Ainsi deux mois ont passé, puis trois, puis quatre… Ensuite il n’est même plus question d’un défi personnel ; si j’ai réussi à tenir quelques mois, je peux bien tenir une année. Seulement ça devient aussi absurde que d’avaler trois pintes chaque soir par simple routine. On est autant esclave de sa sobriété que d’un penchant alcoolique. Toute expérience a une fin, et bientôt je l’ai sentie proche. Là encore, aucune décision franche, comme de convier la presse et les caméras pour assister à votre rechute en direct… Non, ça s’est fait par inadvertance et lassitude, en un soir très printanier où un verre de punch m’aura été proposé amicalement. Au lieu de décliner par réflexe, j’ai entrevu la faille dans mon propre système de défense : comme aucun alcool ne me faisait alors envie _ ni vin, ni bière, ni spiritueux, ce n’était pas si difficile de s’en priver. Mais le punch voyons, peut-on vraiment parler d’alcool avec une pareille teneur en fruits… ? Alors j’ai dit oui, l’ai descendu en dix minutes, et m’en suis resservi deux autres après. Techniquement, je n’ai commandé aucun verre d’alcool, et je peux toujours plaider la bonne foi : « mais si, ma mauvaise conscience, je t’assure que j’ai vu flotter des bouts de mangues à l’intérieur ! »
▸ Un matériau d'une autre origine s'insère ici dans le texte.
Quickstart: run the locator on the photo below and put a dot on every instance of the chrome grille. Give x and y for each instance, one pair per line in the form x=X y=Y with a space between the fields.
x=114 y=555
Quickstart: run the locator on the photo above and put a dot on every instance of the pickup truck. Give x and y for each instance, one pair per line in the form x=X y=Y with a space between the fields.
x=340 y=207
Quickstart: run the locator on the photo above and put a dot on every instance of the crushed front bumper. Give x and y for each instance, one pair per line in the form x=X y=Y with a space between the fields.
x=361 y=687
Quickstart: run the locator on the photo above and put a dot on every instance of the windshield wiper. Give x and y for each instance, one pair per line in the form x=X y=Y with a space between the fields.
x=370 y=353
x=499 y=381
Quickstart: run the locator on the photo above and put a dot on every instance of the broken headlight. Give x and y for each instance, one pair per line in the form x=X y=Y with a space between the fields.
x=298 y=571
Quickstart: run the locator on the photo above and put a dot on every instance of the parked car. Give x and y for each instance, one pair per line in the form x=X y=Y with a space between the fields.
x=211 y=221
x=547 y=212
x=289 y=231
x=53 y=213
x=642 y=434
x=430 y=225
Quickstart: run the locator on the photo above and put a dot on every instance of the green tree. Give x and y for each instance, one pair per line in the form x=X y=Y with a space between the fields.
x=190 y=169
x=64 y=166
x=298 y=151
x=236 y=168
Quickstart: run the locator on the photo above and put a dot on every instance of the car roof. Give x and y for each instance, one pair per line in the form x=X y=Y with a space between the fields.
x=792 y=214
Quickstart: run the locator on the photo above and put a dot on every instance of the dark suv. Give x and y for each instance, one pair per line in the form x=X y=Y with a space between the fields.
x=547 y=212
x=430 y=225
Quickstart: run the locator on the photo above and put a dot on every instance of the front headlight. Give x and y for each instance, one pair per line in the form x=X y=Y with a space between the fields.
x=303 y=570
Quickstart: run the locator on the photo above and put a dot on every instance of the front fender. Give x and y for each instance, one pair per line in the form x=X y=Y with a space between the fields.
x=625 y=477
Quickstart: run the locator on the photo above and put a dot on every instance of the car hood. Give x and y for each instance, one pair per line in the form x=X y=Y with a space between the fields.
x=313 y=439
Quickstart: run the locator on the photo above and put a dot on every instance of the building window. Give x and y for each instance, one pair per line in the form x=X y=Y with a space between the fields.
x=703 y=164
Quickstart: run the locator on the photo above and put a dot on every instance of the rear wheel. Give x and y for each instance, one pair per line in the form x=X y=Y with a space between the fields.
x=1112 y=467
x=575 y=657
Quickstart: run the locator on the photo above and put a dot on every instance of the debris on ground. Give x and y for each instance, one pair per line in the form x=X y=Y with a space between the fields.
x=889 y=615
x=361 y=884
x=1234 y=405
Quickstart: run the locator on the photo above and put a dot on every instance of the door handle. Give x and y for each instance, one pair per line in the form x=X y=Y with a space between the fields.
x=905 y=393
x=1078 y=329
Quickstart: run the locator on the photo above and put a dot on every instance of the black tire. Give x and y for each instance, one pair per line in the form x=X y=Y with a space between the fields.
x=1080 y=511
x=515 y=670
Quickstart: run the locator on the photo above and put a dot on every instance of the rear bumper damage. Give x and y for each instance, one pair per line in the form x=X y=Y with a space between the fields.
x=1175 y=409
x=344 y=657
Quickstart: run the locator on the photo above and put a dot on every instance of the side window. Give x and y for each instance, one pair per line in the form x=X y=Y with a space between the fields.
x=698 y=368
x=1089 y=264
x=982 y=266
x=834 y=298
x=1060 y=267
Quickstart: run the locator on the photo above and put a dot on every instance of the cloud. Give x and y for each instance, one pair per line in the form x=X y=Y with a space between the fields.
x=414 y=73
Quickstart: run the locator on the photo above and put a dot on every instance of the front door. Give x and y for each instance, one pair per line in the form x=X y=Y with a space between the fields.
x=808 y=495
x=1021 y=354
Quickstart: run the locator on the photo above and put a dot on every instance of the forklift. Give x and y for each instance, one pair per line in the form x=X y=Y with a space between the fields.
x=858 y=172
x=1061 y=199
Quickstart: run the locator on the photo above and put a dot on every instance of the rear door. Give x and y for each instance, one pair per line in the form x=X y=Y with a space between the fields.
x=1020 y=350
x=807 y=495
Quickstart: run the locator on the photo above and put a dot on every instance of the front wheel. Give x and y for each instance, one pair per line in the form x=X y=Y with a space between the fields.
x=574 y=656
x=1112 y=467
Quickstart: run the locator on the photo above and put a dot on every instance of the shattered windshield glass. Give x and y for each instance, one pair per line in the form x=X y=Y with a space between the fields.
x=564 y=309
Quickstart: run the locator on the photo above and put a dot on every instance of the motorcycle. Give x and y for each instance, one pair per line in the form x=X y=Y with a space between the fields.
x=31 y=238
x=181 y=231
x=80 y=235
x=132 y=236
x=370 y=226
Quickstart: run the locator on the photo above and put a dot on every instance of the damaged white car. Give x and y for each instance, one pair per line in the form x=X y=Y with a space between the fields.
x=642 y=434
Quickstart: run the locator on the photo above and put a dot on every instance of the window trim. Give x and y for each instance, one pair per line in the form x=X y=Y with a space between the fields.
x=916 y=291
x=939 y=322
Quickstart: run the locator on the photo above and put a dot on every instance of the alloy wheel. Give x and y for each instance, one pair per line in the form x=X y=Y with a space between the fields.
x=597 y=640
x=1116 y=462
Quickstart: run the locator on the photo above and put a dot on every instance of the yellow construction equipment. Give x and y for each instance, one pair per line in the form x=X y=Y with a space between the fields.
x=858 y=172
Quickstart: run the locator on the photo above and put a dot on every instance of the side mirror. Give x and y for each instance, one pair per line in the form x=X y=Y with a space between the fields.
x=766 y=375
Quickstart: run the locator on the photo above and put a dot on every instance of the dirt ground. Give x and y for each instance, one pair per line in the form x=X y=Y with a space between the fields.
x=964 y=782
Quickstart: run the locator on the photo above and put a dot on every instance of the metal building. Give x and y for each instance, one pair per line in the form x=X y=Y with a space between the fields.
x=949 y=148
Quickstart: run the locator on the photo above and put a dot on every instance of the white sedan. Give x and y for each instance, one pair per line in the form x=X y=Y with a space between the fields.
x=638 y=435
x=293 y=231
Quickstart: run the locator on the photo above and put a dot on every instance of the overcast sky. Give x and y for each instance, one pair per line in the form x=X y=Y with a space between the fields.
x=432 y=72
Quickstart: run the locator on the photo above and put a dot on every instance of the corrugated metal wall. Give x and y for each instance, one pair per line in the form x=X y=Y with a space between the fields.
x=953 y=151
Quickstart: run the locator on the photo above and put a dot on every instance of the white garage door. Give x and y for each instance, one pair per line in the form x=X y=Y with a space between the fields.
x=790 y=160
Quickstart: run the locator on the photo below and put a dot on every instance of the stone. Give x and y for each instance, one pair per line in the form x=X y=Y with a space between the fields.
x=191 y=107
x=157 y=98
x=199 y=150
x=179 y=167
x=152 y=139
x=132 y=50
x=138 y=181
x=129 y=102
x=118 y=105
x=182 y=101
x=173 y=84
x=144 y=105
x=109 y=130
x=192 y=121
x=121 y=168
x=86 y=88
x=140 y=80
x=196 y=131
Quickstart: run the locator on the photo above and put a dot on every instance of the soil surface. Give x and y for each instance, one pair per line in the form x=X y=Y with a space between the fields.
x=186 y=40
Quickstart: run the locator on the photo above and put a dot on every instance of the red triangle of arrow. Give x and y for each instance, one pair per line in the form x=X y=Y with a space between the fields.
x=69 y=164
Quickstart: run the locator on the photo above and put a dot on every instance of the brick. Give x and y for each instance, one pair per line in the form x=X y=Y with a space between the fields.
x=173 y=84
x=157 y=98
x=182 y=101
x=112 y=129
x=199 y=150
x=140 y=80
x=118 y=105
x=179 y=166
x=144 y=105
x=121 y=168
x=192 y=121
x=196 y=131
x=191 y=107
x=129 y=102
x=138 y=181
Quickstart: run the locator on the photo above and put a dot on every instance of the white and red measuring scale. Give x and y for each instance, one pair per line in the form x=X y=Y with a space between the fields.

Le retour à une ivresse légère n’aura duré que deux heures. Le temps d’en mesurer l’effet à vitesse réelle sur ma perception, ma conversation, ma gestuelle… Aucun doute, j’ai déjà l’impression d’avoir retrouvé plus d’humour et d’esprit qu’en une centaine de soirées théière. Les gens me trouvent plus ouvert et sympathique, je les trouve moins flippants ou pathétiques. Deux filles chuchotent entre elles à côté, et me lancent des œillades intéressées. Bref, je retrouve une pleine compatibilité éthylique. D’ailleurs il est encore tôt dans la soirée, je décide pourtant d’aller prendre l’air et de faire un tour pour dégriser, avec grand renfort d’eau pour accélérer le processus. Vingt minutes plus tard je retourne au même zinc, où l’ambiance m’est déjà insupportable : tout est si prévisible et ennuyeux un samedi soir de débauche en mai-juin. Dire qu’une heure avant je pogotais comme un idiot en chantant les Smiths à tue-tête… Downtown à travers une bassine de punch, c’est tout de même plus exaltant.

Redevenir consentant.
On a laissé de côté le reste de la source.